图解 Kafka 源码之 NetworkClient 网络通信组件架构设计(下篇)
02.2.7 leastLoadedNode()
/**
* Choose the node with the fewest outstanding requests which is at least eligible for connection. This method will
* prefer a node with an existing connection, but will potentially choose a node for which we don't yet have a
* connection if all existing connections are in use. If no connection exists, this method will prefer a node
* with least recent connection attempts.

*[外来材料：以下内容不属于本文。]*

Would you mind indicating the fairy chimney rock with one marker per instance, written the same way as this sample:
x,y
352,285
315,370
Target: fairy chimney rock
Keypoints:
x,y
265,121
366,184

This method will never choose a node for which there is no
* existing connection and from which we have disconnected within the reconnect backoff period, or an active
* connection which is being throttled.
*
* @return The node with the fewest in-flight requests.
*/
@Override
public Node leastLoadedNode(long now){
// 从元数据中获取所有的节点
List<Node> nodes = this.metadataUpdater.fetchNodes();
if (nodes.isEmpty())
throw new IllegalStateException("There are no nodes in the Kafka cluster");
int inflight = Integer.MAX_VALUE;
Node foundConnecting = null;
Node foundCanConnect = null;
Node foundReady = null;
int offset = this.randOffset.nextInt(nodes.size());
for (int i = 0; i < nodes.size(); i++) {
int idx = (offset + i) % nodes.size();
Node node = nodes.get(idx);
// 节点是否可以发送请求
if (canSendRequest(node.idString(), now)) {
// 获取节点的队列大小
int currInflight = this.inFlightRequests.count(node.idString());
// 如果为 0 则返回该节点,负载最小
if (currInflight == 0) {
// if we find an established connection with no in-flight requests we can stop right away
log.trace("Found least loaded node {} connected with no in-flight requests", node);
return node;
} else if (currInflight < inflight) { // 如果队列大小小于最大值
// otherwise if this is the best we have found so far, record that
inflight = currInflight;
foundReady = node;
}
} else if (connectionStates.isPreparingConnection(node.idString())) {
foundConnecting = node;
} else if (canConnect(node, now)) {
if (foundCanConnect == null ||
this.connectionStates.lastConnectAttemptMs(foundCanConnect.idString()) >
this.connectionStates.lastConnectAttemptMs(node.idString())) {
foundCanConnect = node;
}
} else {
log.trace("Removing node {} from least loaded node selection since it is neither ready " +
"for sending or connecting", node);
}
}
// We prefer established connections if possible. Otherwise, we will wait for connections
// which are being established before connecting to new nodes.
if (foundReady != null) {
log.trace("Found least loaded node {} with {} inflight requests", foundReady, inflight);
return foundReady;
} else if (foundConnecting != null) {
log.trace("Found least loaded connecting node {}", foundConnecting);
return foundConnecting;
} else if (foundCanConnect != null) {
log.trace("Found least loaded node {} with no active connection", foundCanConnect);
return foundCanConnect;
} else {
log.trace("Least loaded node selection failed to find an available node");
return null;
}
}
该方法主要是选出一个负载最小的节点,如下图所示:
03 InflightRequests 集合设计
通过上面的代码分析,我们知道「InflightRequests」集合的作用就是缓存已经发送出去但还没有收到响应的 ClientRequest 请求集合。底层是通过 ReqMap<string, Deque<NetworkClient.InFlightRequest>> 实现,其中 key 是 NodeId,value 是发送到对应 Node 的 ClientRequest 请求队列,默认为5个,参数:max.in.flight.requests.per.connection 配置请求队列大小。它为每个连接生成一个双端队列,因此它能控制请求发送的速度。
其作用有以下2个:
- 节点是否正常:收集从「开始发送」到「接收响应」这段时间的请求,来判断要发送的 Broker 节点是否正常,请求和连接是否超时等等,也就是说用来监控发送到哥哥节点请求是否正常。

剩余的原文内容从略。